一部のアナリストは、監査はテキサス州のデータセンター産業を終わらせるものではなく、産業に対してより明確な境界線を引くものだと見ている。今後、新規プロジェクトには蓄電設備の整備、給電調整可能な電力契約の締結、あるいはより厳格なエネルギー効率基準(PUE1.1以下など)の充足が求められる可能性がある。また、電力網負荷がひっ迫している地域に「建設割当」を設け、再生可能エネルギー発電所や大型発電所に近い地域へのデータセンター誘導が図られる可能性もある。

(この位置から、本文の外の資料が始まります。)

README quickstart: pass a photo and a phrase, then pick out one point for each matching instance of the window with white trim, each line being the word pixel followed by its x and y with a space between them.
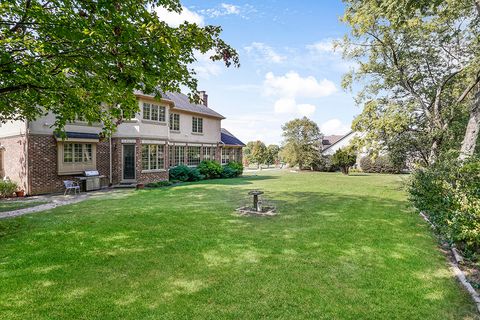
pixel 153 157
pixel 153 112
pixel 225 155
pixel 2 169
pixel 77 153
pixel 193 156
pixel 197 125
pixel 76 157
pixel 174 122
pixel 177 155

テクノロジー企業にとっては、立地選定にかかる時間とコストが大幅に増加することを意味する。テキサス州への進出を当初計画していたプロジェクトの一部は、同様に安価な土地を有するアリゾナ州やネバダ州などへ転換するかもしれない。しかしそれらの州も同様に、電力網の容量と送電線建設のボトルネックに直面している。長期的には、全米規模でのデータセンター配置が「エネルギーの現実による試練」を経験することになるだろう。
編集後記:AIは電力を消費するだけで授業料を払わないわけにはいかない
テキサス州の今回の一時停止命令の意義は「締め付け」にあるのではなく、反省の窓口を提供した点にある。AIの演算能力需要は現実のものだが、エネルギーと資源の制約もまた現実のものだ。無数のデータセンターが無秩序に野放図に拡大するのを許すより、設計段階から体系的な監査と計画を導入した方が望ましい。再生可能エネルギー、蓄電、原子力、蓄冷技術はすべて、AIインフラの標準装備となるべきだ。
演算能力は国力であるが、電力網こそが国家の動脈である。テキサス州が踏み出したこの一歩は、始まりに過ぎないかもしれない。